As an alternative to debt monetisation, Deutsche says governments could continue to rely upon quantitative easing (in which central banks buy debt but promise to sell it on again later). This could risk a return to negative rates and worries about the stability of the financial system.
Deutsche says Italy is a disaster waiting to happen. It has high populist party support, a perpetually under-performing economy, a comparatively huge debt burden, and a fragile banking system which continues to have to deal with legacy toxic debt holdings. If anything goes wrong with the global economy, Italy will be very exposed. In particular, Italy's export sector could struggle as the euro rises.

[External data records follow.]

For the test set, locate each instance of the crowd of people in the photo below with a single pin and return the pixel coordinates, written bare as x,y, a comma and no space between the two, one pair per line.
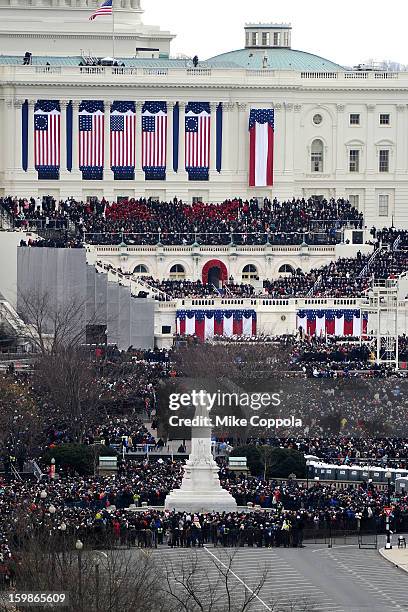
102,511
144,221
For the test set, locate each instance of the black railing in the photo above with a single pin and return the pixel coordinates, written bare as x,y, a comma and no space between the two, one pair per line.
213,238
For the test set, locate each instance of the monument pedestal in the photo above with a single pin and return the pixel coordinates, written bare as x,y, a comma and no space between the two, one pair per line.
200,490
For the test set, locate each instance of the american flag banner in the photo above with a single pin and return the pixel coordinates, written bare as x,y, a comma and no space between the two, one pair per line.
123,140
91,139
154,140
261,136
197,140
332,322
47,138
206,324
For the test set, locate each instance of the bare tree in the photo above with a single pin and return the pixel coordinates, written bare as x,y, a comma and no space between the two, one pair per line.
20,421
64,371
198,583
52,324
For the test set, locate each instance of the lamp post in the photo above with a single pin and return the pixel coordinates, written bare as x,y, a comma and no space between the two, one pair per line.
43,497
79,546
388,544
388,476
52,469
307,473
98,557
63,529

Deutsche says Italian banks still have €349bn of gross non performing loans. The good news is that most of these are at Italian banks now supervised by the European Central Bank.
Italian Government Debt to GDP
If it's not Italy, it could be China. Deutsche notes that credit growth in China averaged 20% on an annual basis over the last 7 to 8 years, far outstripping the pace of Chinese GDP growth. The country has a huge property bubble and growing tensions from social inequality.
"Rapid credit expansion due to an insatiable demand for debt fuelled growth, compounded by a hugely active shadow banking system, as well as an ever expanding property bubble," are China's main issues, say Deutsche's strategists. They point to a study by the IMF which shows that other countries with credit booms like China's have historically had hard landings.
Since the end of the gold standard in the early 1970s, Deutsche notes that global trade has increased dramatically and that more countries have substantial current account surpluses and deficits (see the charts below).
"We live in a world where huge cross border flows are essential to fund the status quo," note the strategists. "As such this surely makes the financial system more crisis prone as domestic policy makers have less control of their own economy."
G20 (including EU) Current Account Balances (Net, % of GDP)
Current account balances (most recent figures, % of GDP) – ordered from largest surplus (left) to largest deficit (right) with G7 countries shaded
We've had the Brexit vote. We've had the Trump vote. Within the next nine months, Deutsche notes that we will also have Italian elections where the anti-establishment “Five Star Movement" could gain a foothold on power and destabliize Europe. At the same time, they say Trump could yet exert U.S. military might in Asia and cause "great friction" with China. All of this risks an "extreme event" that could disrupt the financial system.
Deutsche says current asset prices are possible at their "most elevated in aggregate" throughout the whole of history. A sudden correction cannot be ruled out.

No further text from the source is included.